Nielsen will take the place of Associate Chief Justice John Pearce, whose retirement takes effect Dec. 1. Pearce has not heard arguments in a case since he announced his retirement in May.
Nielsen’s confirmation to the bench comes at a time of considerable tension between Republican legislators and the Supreme Court, which has stymied the GOP’s efforts to ban abortion, repeal an anti-gerrymandering ballot initiative and an attempt to amend the Utah Constitution to overturn the court’s initiative ruling.
Republican legislators recently took away Supreme Court justices’ power to choose their own chief justice, giving that authority to Cox. And at the news conference announcing Nielsen’s nomination, Cox said it is “worth exploring” whether it makes sense to add justices to the current five-member court.
Cox has now appointed three of the five justices. If the court is expanded to seven, that number will rise to five.
When asked by Republican senators during his confirmation hearing whether abortion was a right guaranteed in Utah’s Constitution, Nielsen declined to answer, saying it would be inappropriate to comment on issues that he might be called to rule on if confirmed.
Nielsen started his career as a prosecutor in Utah County and spent years handling appeals at the Utah attorney general’s office before becoming partners with former Utah Supreme Court Justice Thomas Lee, the brother of U.S. Sen.
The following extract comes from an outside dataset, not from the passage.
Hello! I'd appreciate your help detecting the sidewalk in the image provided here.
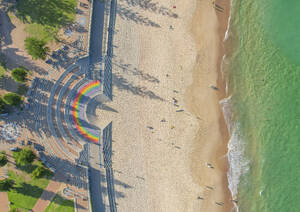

Mike Lee.
Lee and Nielsen were hired by the state to defend a law banning transgender high school girls from competing in girls’ high school sports. The suit was dismissed in October because the plaintiffs who challenged the law would graduate from high school before the case was decided.
They filed an amicus — or “friend-of-the-court” — brief on behalf of Pro-Life Utah when a law that sought to ban most abortions in the state was challenged. The brief laid out an “originalist” argument, which Nielsen told senators last month is key to his judicial philosophy, drawing on newspaper articles written between the 1850s and 1940s to make the case that, during the period the Utah Constitution was ratified, Utahns did not envision it including a right to abortion.
Lee and Nielsen also filed an amicus brief with the U.S. Supreme Court, arguing that Republican South Carolina Sen. Lindsey Graham should not have to testify before a grand jury in Georgia over his involvement in efforts by the Trump campaign to influence the outcome of the 2020 election in that state.
After Lee and Nielsen disbanded their firm, Nielsen joined another politically conservative firm where he wrote a brief arguing that the state Supreme Court was wrong when it voided an attempt by the Republican Legislature to amend the Utah Constitution and ensure legislators the ability to repeal any citizen-passed ballot initiative.
The justices in that case ruled unanimously that the question lawmakers put on the ballot was deceptive and would have misled voters, and also that the Legislature failed to publish the text of the amendment as required by the constitution.
Note to readers • This story has been updated to correct a typo.